How SSI Is Impacted By Unemployment Benefits
So, can you collect unemployment and disability from SSI? Similar to SSDI benefits, you might have a problem if you are claiming on your SSI application that you are unable to work yet you are applying for jobs while receiving unemployment benefits. The other consideration here is that SSI payments require you to have limited income and resources. If you receive unemployment benefits, then you might be making too much money to receive SSI benefits as well. This could present a problem for SSI beneficiaries. You should know that the Social Security Administration has access to your unemployment records, so they can stop your SSI payments if you start earning too much unemployment income.
The Bottom Line
While receiving both Social Security disability benefits and unemployment benefits at the same time is feasible, it rarely happens because of the eligibility requirements of each. Your monthly payment from disability might be affected if you start to receive unemployment. If you have a pending disability application, then you should certainly talk to a disability lawyer before filing a claim for unemployment to see how it will affect your pending application. Retirement benefits should not be affected by unemployment unless you are below full retirement age and receive more than the earned income limit.
Frequently Asked Questions
What is the most money you can make while on Social Security disability?
By filing an application for disability, you are stating to Social Security that you are unable to work due to your disability. So, can you work while on disability? Technically, yes, but it must be very limited and have little income. The maximum amount that you can earn while receiving SSDI benefits is $1,310 per month. If you make more than this, then your disability will be considered ended and your benefits will stop.
Will my Social Security benefits be reduced if I work?
Typically, your disability benefits are not reduced. You either receive them or you do not. If you are receiving disability benefits, and you start to work, then your benefits might be revoked. You cannot earn more than $1,310 per month working while on SSDI benefits. Remember that SSI benefits require low income and limited resources, so earning money while receiving SSI benefits can stop those as well.

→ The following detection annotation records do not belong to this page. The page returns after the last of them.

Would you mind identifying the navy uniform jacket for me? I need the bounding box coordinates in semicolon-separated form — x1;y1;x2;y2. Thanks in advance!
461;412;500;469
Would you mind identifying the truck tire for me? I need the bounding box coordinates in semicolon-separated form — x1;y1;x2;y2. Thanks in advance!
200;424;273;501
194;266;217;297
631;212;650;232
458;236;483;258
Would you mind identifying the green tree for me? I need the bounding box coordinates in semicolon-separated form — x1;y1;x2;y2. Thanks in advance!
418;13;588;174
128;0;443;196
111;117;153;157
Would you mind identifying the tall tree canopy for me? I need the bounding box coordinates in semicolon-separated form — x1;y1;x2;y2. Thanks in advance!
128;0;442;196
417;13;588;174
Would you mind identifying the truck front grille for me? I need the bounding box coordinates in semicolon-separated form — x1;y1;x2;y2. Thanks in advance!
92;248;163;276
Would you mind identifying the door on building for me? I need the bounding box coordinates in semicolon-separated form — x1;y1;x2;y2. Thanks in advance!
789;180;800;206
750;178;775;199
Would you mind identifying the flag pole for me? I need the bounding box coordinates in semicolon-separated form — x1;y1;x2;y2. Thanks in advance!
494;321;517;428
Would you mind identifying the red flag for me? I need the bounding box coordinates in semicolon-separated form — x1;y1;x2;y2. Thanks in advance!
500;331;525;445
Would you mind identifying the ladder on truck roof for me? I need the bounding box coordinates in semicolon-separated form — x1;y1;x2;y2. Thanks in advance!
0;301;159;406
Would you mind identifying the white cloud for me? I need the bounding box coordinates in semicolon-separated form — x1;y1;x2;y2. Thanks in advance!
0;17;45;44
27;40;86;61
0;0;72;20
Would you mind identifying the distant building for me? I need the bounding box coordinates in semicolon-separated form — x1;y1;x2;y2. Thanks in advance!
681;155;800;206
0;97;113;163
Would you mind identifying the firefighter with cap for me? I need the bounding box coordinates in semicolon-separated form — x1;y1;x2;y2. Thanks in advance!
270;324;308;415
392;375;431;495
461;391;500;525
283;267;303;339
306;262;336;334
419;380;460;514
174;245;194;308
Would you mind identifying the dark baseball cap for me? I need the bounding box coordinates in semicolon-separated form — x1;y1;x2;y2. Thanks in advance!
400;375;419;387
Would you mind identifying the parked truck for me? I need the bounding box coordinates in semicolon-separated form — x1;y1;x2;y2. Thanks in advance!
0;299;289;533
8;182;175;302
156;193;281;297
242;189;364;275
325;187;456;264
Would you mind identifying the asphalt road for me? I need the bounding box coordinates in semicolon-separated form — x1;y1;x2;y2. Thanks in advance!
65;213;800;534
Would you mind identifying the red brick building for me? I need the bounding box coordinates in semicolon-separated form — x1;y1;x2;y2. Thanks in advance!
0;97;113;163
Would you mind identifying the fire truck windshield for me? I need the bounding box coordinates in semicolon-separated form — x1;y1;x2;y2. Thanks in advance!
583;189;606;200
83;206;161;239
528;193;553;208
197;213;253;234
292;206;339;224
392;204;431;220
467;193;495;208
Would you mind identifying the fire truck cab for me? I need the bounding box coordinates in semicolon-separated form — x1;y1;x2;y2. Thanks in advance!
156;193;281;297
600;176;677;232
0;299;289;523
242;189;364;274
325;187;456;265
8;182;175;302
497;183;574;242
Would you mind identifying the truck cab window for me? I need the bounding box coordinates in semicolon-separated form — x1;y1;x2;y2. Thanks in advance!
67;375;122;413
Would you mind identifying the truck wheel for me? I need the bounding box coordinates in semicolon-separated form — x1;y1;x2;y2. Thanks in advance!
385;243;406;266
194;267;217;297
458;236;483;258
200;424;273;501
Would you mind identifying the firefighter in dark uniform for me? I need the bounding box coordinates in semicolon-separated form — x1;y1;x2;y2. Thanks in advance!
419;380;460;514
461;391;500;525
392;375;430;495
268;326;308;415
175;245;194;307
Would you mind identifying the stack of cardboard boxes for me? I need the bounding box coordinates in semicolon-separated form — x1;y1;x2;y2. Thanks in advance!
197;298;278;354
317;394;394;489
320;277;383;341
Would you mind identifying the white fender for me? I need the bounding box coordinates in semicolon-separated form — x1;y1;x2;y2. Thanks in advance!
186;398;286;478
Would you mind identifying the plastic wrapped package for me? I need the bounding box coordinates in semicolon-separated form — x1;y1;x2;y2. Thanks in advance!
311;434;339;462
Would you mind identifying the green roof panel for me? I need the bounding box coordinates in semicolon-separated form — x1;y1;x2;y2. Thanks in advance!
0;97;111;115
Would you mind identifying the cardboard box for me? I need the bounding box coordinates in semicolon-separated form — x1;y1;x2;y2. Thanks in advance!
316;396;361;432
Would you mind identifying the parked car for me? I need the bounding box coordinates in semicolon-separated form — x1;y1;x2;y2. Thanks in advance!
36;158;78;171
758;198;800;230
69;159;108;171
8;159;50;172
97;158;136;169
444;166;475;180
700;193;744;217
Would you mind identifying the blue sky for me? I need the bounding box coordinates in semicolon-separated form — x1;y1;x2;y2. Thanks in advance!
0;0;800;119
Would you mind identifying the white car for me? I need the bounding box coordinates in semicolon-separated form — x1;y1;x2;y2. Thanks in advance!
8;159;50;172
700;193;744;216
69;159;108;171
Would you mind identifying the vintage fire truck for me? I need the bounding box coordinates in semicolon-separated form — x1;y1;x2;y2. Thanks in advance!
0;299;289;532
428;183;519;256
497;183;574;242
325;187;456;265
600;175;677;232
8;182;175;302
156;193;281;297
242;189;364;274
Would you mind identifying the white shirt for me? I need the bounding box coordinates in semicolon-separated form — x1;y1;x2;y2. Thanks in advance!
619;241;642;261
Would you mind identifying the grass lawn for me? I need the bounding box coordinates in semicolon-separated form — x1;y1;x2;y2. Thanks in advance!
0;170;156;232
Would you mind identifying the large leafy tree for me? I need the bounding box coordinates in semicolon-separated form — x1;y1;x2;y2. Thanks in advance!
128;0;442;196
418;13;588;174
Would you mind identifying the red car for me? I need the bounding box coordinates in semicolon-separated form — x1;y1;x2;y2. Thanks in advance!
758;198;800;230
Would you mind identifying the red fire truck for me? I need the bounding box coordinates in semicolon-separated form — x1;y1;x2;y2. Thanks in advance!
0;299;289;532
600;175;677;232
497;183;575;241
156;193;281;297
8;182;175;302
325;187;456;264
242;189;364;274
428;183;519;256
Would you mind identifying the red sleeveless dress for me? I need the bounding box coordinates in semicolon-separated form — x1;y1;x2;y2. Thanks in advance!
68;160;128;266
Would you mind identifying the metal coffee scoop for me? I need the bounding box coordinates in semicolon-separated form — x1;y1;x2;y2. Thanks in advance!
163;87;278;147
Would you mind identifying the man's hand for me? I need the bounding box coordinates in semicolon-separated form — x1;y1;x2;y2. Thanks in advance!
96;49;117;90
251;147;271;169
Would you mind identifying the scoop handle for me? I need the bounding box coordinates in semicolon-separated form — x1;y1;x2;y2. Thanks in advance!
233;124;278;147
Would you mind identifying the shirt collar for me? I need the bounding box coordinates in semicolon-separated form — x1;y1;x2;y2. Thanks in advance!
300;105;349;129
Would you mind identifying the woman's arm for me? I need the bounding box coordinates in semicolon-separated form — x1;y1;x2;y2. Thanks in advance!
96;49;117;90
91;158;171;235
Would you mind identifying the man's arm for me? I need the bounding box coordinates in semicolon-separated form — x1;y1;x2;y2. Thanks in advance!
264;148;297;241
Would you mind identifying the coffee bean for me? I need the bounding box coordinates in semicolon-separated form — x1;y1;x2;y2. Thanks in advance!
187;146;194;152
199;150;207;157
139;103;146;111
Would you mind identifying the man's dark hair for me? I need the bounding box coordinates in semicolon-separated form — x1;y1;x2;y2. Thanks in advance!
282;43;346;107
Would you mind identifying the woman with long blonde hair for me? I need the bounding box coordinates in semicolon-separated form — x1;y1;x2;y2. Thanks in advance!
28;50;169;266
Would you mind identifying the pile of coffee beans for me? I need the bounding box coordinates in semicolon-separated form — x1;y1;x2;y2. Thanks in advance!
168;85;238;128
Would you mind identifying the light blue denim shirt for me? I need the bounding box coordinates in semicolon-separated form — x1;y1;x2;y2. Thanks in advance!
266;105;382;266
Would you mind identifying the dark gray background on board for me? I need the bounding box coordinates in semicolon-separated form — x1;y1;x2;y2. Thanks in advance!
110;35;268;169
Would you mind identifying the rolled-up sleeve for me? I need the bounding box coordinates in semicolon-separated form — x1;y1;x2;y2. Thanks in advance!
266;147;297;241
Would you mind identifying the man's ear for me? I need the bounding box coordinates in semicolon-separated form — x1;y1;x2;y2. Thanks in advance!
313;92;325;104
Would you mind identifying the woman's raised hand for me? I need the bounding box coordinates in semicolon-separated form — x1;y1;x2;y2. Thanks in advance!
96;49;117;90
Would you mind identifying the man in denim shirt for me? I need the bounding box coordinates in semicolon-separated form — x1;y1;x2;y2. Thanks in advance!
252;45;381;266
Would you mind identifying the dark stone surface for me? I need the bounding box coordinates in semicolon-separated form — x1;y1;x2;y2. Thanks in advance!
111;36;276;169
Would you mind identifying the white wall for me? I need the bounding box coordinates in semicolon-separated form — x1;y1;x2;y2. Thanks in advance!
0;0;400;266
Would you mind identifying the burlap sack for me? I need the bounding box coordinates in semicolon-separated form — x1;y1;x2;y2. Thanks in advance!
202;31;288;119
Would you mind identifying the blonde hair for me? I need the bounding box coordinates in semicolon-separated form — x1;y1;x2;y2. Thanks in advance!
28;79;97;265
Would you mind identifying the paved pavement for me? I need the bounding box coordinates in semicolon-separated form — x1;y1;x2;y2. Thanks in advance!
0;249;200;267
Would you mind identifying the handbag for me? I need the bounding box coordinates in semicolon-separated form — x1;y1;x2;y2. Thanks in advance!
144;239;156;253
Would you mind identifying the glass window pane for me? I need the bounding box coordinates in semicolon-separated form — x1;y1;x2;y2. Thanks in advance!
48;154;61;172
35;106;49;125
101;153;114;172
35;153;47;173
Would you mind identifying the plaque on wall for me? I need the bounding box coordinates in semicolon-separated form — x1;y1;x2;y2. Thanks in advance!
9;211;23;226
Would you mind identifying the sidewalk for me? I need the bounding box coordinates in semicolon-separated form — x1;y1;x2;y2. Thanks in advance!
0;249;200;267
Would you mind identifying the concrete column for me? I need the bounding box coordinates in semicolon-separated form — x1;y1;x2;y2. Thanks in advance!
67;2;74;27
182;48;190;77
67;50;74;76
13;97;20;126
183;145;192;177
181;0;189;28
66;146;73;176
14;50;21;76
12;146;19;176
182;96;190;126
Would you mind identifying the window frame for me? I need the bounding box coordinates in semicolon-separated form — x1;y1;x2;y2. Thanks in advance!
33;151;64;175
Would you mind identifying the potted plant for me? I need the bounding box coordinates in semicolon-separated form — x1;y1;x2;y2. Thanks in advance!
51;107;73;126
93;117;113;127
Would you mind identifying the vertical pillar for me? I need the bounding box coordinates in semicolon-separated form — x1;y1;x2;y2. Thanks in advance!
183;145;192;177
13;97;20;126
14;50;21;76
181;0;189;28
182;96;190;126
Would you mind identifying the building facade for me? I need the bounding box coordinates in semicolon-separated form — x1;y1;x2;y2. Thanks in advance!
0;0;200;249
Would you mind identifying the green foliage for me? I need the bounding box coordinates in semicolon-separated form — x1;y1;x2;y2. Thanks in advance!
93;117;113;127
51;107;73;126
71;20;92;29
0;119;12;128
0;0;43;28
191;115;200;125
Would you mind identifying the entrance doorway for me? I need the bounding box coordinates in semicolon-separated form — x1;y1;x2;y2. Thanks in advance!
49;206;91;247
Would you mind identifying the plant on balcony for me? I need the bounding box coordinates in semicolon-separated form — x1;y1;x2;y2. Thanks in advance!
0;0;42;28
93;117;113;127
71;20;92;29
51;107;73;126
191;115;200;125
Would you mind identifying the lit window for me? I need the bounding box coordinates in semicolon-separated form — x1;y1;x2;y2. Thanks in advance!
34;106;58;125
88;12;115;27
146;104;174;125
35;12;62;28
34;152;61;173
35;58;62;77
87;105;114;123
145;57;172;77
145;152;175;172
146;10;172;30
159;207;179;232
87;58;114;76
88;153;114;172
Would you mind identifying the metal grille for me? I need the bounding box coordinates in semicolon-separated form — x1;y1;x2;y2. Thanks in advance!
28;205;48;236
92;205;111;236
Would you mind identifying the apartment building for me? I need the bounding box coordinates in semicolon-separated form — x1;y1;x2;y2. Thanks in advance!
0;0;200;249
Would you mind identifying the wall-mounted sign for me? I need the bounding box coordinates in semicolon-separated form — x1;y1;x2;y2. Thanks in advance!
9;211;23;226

What is the time limit for unemployment?
In most states, you may receive unemployment for up to 26 weeks. In some situations, the government might decide to extend those benefits. The COVID pandemic is a great example. With so many people losing their jobs, unemployment rates rose quickly. In that case, the government decided to extend unemployment benefits as well as add an extra amount onto each payment. But can you draw unemployment if you have filed for disability? Yes, you can, but your application for disability might be denied due to the fact that you are certifying that you are willing and able to work on your unemployment claim.